Ryanair actually doesn’t fly into Venice… In fact, Venice doesn’t exactly have an airport; the neighbouring cities, which are not built on water, have them instead. As such, I flew into Treviso, and from there took a bus (which was far nicer than the plane) to Mestre. Mestre is another neighbouring city – the one directly across the water from Venice, and joined by a bridge and a number of boats. I had found a well-reviewed hostel for much cheaper than you’d get on the island, and so that would serve as my base.

In the morning, I hopped a train to Venice. The train cost a euro and took about five or ten minutes. When I stepped off, I was still not expecting much. But when I got out of the station and saw the Grand Canal for the first time, I was nearly overwhelmed. It was a shimmering turquoise, busy with little boats, and surrounded by regal old buildings.

As I ventured over one of the bridges and into the labyrinthine passageways of the city, I found the streets to be quiet, largely devoid of tourists. I was able to meander at my own pace along the sides of smaller canals, and over quaint little bridges. Where were the hordes of screaming tourists, pushing and shoving? This was far more charming than I expected. Most of all, I loved the old buildings. So many “ancient” towns and cities are completely restored so that very little of the past actually remains. Venice is a real, functioning city and some buildings have just fallen to bits.
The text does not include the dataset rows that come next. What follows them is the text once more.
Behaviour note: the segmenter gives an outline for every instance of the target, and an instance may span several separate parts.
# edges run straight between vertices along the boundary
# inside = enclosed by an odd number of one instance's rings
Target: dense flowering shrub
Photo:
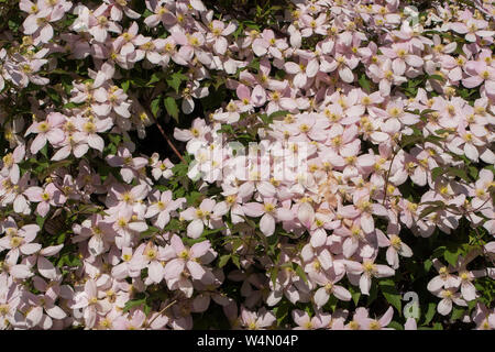
[[[0,0],[0,328],[495,329],[494,16]]]

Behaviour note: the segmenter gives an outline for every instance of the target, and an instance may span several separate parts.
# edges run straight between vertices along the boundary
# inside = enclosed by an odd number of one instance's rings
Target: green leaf
[[[457,167],[450,166],[450,167],[447,168],[447,170],[448,170],[449,175],[452,175],[452,176],[457,176],[457,177],[459,177],[459,178],[462,178],[462,179],[465,180],[466,183],[470,183],[470,182],[471,182],[470,177],[469,177],[468,174],[465,173],[465,169],[461,169],[461,168],[457,168]]]
[[[238,268],[241,268],[241,261],[240,261],[240,258],[239,258],[239,254],[233,254],[233,255],[232,255],[232,263],[234,263],[234,265],[235,265]]]
[[[274,266],[271,271],[270,271],[270,278],[272,279],[272,284],[275,287],[275,284],[277,282],[277,276],[278,276],[278,266]]]
[[[366,79],[366,75],[365,75],[365,74],[362,74],[361,77],[360,77],[360,79],[359,79],[358,81],[359,81],[361,88],[363,88],[363,90],[364,90],[366,94],[370,94],[370,92],[371,92],[370,80]]]
[[[395,330],[404,330],[404,327],[398,323],[397,321],[391,321],[391,323],[387,326],[387,328],[393,328]]]
[[[128,79],[128,80],[124,80],[124,81],[120,85],[120,87],[122,88],[122,90],[123,90],[124,92],[128,92],[130,86],[131,86],[131,81],[130,81],[129,79]]]
[[[229,262],[229,260],[230,260],[230,254],[226,254],[226,255],[222,255],[222,256],[220,256],[220,260],[218,261],[218,267],[223,267],[223,266],[226,266],[227,265],[227,263]]]
[[[175,99],[172,97],[167,97],[165,98],[164,103],[168,114],[173,117],[174,120],[178,123],[178,108],[177,103],[175,102]]]
[[[145,304],[146,304],[146,298],[128,300],[123,307],[123,312],[127,312],[134,307],[140,307]]]
[[[46,143],[46,144],[40,150],[40,153],[42,153],[42,155],[43,155],[45,158],[48,158],[48,143]]]
[[[435,167],[431,170],[431,178],[433,178],[433,180],[437,180],[437,178],[439,178],[441,175],[443,175],[446,173],[443,167]]]
[[[295,268],[296,274],[297,274],[300,278],[302,278],[302,279],[305,280],[305,283],[308,283],[308,278],[306,277],[306,273],[305,273],[305,271],[302,270],[302,267],[301,267],[299,264],[294,263],[294,262],[293,262],[293,267]]]
[[[289,112],[286,110],[279,110],[279,111],[275,111],[272,112],[268,117],[268,120],[273,122],[274,119],[279,118],[279,117],[286,117]]]
[[[152,103],[151,103],[151,110],[153,116],[156,118],[158,116],[158,111],[160,111],[160,101],[162,100],[162,96],[156,97],[155,99],[153,99]]]
[[[419,215],[419,219],[422,219],[432,212],[439,211],[439,210],[443,209],[444,207],[446,207],[444,205],[426,207]]]
[[[397,292],[397,288],[395,287],[395,282],[391,278],[382,279],[378,282],[378,286],[385,299],[391,305],[393,305],[398,310],[399,316],[402,316],[403,301],[400,294]]]
[[[182,73],[174,73],[169,78],[167,78],[167,84],[172,88],[174,88],[175,92],[178,94],[180,84],[184,80],[188,80],[187,76],[183,75]]]
[[[152,78],[147,81],[146,86],[152,87],[153,84],[162,80],[162,73],[154,73]]]
[[[43,224],[45,223],[46,218],[36,216],[36,224],[40,227],[40,229],[43,229]]]
[[[465,314],[465,309],[453,307],[452,308],[452,316],[450,317],[452,320],[458,320],[462,318]]]
[[[443,257],[446,258],[449,264],[452,266],[455,266],[458,263],[458,257],[462,253],[462,250],[460,248],[458,249],[447,249],[446,252],[443,252]]]
[[[430,321],[433,319],[435,314],[437,312],[437,304],[436,302],[429,302],[428,309],[425,314],[425,324],[429,324]]]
That actually adds to the charm. (Though maybe not if you live there.)

Eventually, I came to Piazza San Marco (St. Mark’s Square), which was much busier than elsewhere, but still not as bad as I expected. I took more photos and moved on, finding a bench near the sea to sit and rest for a while.
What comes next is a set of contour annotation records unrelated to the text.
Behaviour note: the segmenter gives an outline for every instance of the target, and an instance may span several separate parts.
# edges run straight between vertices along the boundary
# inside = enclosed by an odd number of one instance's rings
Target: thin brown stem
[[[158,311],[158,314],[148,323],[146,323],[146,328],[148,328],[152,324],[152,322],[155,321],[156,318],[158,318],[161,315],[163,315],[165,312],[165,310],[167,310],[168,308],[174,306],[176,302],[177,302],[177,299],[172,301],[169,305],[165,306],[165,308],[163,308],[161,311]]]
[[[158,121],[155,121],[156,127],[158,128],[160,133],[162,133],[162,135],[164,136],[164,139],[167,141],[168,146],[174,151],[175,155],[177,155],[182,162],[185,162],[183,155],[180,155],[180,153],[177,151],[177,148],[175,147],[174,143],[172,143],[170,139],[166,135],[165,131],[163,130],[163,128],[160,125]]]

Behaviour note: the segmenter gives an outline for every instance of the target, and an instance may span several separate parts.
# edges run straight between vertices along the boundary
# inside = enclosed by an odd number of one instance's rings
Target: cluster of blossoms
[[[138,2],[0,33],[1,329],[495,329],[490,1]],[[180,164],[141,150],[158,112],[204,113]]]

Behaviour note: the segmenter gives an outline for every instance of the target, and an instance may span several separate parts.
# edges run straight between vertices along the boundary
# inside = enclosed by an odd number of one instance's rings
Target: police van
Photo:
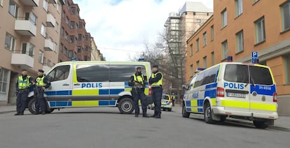
[[[221,63],[198,73],[184,87],[184,117],[203,114],[209,124],[226,117],[244,119],[258,128],[278,118],[276,85],[265,66]]]
[[[128,85],[137,67],[144,75],[151,75],[149,62],[67,61],[57,64],[46,77],[51,86],[46,89],[48,112],[55,109],[79,107],[118,107],[121,113],[134,110],[133,98]],[[149,77],[146,77],[147,79]],[[149,80],[146,80],[149,82]],[[151,102],[151,90],[146,83],[145,94]],[[33,98],[33,92],[29,96]],[[28,105],[35,112],[35,100]]]

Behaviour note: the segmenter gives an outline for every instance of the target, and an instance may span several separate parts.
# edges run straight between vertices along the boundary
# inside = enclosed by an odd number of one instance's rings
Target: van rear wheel
[[[266,124],[266,121],[253,121],[254,125],[257,128],[265,129],[268,128],[268,125]]]
[[[131,114],[134,110],[134,101],[131,98],[125,98],[120,101],[118,108],[122,114]]]

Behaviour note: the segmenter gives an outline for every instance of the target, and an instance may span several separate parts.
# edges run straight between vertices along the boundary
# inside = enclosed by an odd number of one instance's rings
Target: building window
[[[0,67],[0,92],[7,93],[7,84],[8,82],[9,71]]]
[[[9,11],[9,13],[11,14],[13,17],[18,17],[18,6],[17,6],[16,3],[15,3],[13,1],[10,0],[9,1],[8,11]]]
[[[242,13],[242,0],[235,0],[235,17]]]
[[[282,31],[290,29],[290,1],[281,6]]]
[[[228,40],[226,40],[221,43],[223,59],[226,59],[228,57]]]
[[[81,53],[81,46],[78,46],[78,53]]]
[[[82,37],[82,35],[81,34],[78,34],[78,40],[81,40],[81,37]]]
[[[70,28],[71,29],[74,29],[74,21],[71,21],[71,22]]]
[[[207,45],[207,32],[203,33],[203,46]]]
[[[48,11],[48,0],[43,0],[43,3],[42,5],[42,7],[46,10],[46,11]]]
[[[44,37],[46,37],[46,27],[44,26],[44,24],[41,24],[41,35],[43,36],[44,36]]]
[[[290,84],[290,55],[285,57],[286,84]]]
[[[196,39],[196,51],[200,50],[200,38]]]
[[[237,53],[244,51],[244,31],[242,30],[235,34],[237,39]]]
[[[69,36],[69,43],[74,43],[74,36]]]
[[[228,15],[226,9],[221,12],[221,28],[223,28],[228,25]]]
[[[5,48],[14,51],[15,45],[15,39],[10,34],[6,34],[5,37]]]
[[[212,25],[211,27],[210,27],[210,31],[211,31],[211,34],[210,34],[210,39],[212,40],[214,40],[214,25]]]
[[[207,56],[205,56],[205,57],[203,57],[203,68],[207,68]]]
[[[256,44],[265,40],[265,19],[264,17],[255,22]]]
[[[191,45],[191,56],[193,55],[193,45]]]
[[[67,31],[65,31],[65,35],[64,35],[64,38],[65,38],[65,40],[68,40],[68,38],[69,38],[69,34],[67,34]]]
[[[73,52],[71,50],[69,50],[69,57],[71,58],[73,57],[74,57]]]
[[[39,50],[39,62],[40,64],[43,64],[43,52]]]
[[[67,16],[67,17],[65,18],[65,23],[67,23],[67,24],[69,25],[69,17]]]
[[[74,14],[76,14],[76,8],[74,8],[74,7],[71,7],[71,15],[74,15]]]
[[[211,55],[212,55],[212,66],[214,66],[214,52],[212,52]]]

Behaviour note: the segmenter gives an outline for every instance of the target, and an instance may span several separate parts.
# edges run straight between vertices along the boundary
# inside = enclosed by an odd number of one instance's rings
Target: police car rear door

Colourful houses on a canal
One more image: Some very cool looking buildings near the Venice Arsenal.

Wandering back through the city to the train station took most of the rest of my day, and when I returned to my hostel in Mestre, I had clocked up 16km. That’ll help shift some of that Christmas weight!

My brief visit to Venice has been a real unexpected pleasure. Tomorrow morning I’ll head for Florence, a little south of here and towards the opposite side of the country.